We walked out of the room slowly. When we made it back to the car, I grabbed my phone to call his mom. I felt helpless. I had so many questions. What did the cop say to the man at the desk? Did he actually steal something, and we didn’t know? What was going to happen to him?
I told his mama what happened, and she frantically assured me she was on her way to get him. She told me to take my girlfriend home, and that I would see him tomorrow.
I didn’t see him the next day. Or the day after, or the day after that. I didn’t see him at the Junior Candlelight Ceremony. He didn’t graduate with our senior class, and I wouldn’t know if he came back to school at all our senior year because shortly after the start of that year, I was sent to an alternative school to finish my senior year of coursework. I will talk more about that in part 3. I didn’t see him again until several years later when I came back home to visit from college, and it was in passing. We didn’t speak or shake hands. There was no joyous recollection of our high school basketball games or our senior prom. Just a head nod and we kept it moving.

In When They See Us, the young men had to sit in a holding room after being interrogated and coerced to admit to a crime they didn’t commit. They were isolated from their families. They felt alone. They were scared. I felt like that when we were in the little room with the monitors, a bench, and desk with a man who never said anything audibly. I can only imagine what my teammate endured. Fortunately for me, for whatever reason, I was released with no charges or official arrest… for the second time. Maybe because I had evidence of my purchase or I had money in my pocket. Maybe they didn’t want my girlfriend to witness anything and decided to let me go since I was driving. No matter the reason, my friend was not so fortunate.

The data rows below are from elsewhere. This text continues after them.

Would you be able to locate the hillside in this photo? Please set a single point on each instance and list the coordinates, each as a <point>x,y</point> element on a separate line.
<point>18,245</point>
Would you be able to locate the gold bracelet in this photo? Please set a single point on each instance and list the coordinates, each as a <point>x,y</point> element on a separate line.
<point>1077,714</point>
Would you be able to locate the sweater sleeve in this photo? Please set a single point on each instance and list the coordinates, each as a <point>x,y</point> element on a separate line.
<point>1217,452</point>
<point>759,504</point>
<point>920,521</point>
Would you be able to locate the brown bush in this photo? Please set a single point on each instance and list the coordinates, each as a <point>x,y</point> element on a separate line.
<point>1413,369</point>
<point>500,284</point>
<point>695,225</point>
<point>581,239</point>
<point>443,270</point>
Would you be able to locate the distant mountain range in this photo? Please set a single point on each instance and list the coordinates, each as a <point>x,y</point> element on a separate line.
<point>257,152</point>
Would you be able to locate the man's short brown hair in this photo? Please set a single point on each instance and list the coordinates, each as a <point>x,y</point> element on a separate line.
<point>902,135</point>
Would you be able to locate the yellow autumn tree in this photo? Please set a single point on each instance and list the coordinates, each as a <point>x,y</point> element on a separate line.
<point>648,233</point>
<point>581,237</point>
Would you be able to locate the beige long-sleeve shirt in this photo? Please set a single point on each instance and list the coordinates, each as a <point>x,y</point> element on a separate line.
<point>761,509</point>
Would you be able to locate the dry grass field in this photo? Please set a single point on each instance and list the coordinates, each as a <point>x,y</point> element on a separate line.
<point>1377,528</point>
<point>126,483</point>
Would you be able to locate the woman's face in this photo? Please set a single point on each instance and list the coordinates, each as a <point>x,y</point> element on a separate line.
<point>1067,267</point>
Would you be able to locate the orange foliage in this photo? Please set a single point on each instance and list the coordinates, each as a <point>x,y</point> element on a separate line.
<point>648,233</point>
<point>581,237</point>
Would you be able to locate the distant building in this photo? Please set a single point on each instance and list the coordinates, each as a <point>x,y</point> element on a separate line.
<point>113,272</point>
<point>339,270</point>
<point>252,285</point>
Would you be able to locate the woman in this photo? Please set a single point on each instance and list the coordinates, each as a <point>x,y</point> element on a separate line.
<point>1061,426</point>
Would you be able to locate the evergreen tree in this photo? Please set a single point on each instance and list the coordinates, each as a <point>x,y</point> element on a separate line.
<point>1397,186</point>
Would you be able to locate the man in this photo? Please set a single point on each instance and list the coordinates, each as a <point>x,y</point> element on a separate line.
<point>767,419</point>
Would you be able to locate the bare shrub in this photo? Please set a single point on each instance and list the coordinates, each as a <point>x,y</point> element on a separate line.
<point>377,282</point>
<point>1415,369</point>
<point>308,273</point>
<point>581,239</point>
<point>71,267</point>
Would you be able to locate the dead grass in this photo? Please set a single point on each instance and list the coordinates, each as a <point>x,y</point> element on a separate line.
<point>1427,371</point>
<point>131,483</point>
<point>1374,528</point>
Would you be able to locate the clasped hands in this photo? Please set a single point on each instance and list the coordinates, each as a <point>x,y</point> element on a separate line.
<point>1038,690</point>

There were over 30 teens running through the park the night of April 19, 1989. Only five were detained. Only the fate of five would be forever changed in such a terrible way. I don’t know how much that day at the mall changed my teammate’s life. Maybe one day I will find out. What I do know is that we were profiled that day because “shoplifting is what kids like us do.” Kids like us are always being profiled for crime, and kids like us never get treated like kids. We aren’t afforded the opportunity to have our parents called before we are apprehended, or a lawyer present before we are interrogated. We don’t get the luxury to just hang out without the suspicion of doing something wrong. We are assumed to be up to no good just for being in certain spaces, even if we had the freedom and right to be there. I was beginning to see that kids like my teammate, my girlfriend, and I, and other kids like us from my hood, would never be seen as just kids.